Because the json type stores an exact copy of the input text, it will
preserve semantically-insignificant white space between tokens

And[2]:

As previously stated, when a JSON value is input and then printed

without

any additional processing, json outputs the same text that was input,

"Without any additional processing" is the key restriction there.

Not strictly contradicting, but the current behavior of

json_strip_nulls()

is still surprising. Either the input should be preserved as far as
possible or, failing that, the actual behavior documented.

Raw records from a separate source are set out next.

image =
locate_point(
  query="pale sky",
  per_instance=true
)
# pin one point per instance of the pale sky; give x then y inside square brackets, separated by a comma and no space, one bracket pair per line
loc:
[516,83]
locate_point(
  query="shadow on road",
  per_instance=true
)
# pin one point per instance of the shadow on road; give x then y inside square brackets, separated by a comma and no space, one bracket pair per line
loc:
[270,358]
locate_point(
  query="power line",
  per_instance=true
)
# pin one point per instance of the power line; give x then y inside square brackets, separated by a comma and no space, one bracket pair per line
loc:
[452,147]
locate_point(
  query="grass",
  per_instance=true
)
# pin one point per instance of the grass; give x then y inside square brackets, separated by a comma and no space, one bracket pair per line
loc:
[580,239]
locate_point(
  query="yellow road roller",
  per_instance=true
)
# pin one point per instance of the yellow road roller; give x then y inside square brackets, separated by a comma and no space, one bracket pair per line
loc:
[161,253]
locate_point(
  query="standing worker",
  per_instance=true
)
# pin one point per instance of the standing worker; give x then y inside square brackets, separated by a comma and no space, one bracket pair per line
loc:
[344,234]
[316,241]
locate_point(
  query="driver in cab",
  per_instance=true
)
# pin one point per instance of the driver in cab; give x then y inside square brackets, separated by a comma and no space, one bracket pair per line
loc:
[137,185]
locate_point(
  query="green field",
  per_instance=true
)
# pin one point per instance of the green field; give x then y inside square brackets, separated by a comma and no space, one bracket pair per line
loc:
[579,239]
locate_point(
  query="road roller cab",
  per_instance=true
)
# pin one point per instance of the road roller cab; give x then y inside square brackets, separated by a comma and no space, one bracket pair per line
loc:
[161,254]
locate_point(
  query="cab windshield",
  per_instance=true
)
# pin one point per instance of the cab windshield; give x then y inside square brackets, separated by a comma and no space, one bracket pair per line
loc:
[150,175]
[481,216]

It is documented --- you just quoted the text that does so.

I don't have a lot of sympathy for "JSON-reading" code that fails to
conform to the JSON RFC, so I'm disinclined to work harder than that.

I suggest to clarify the behavior of json_strip_nulls() in the manual: that
it also strips insignificant white space. If that may change in future
versions, also say so. People are starting to use json_strip_nulls() for
the purpose (and may regret it later):
https://stackoverflow.com/questions/27505181/fetching-compact-version-of-jsonb-in-postgresql/56842519#56842519

If (like I assume) json_strip_nulls() should not be relied upon to strip
whitespace, it would be great to have a separate, dedicated function for
that. That's independent from the first suggestion.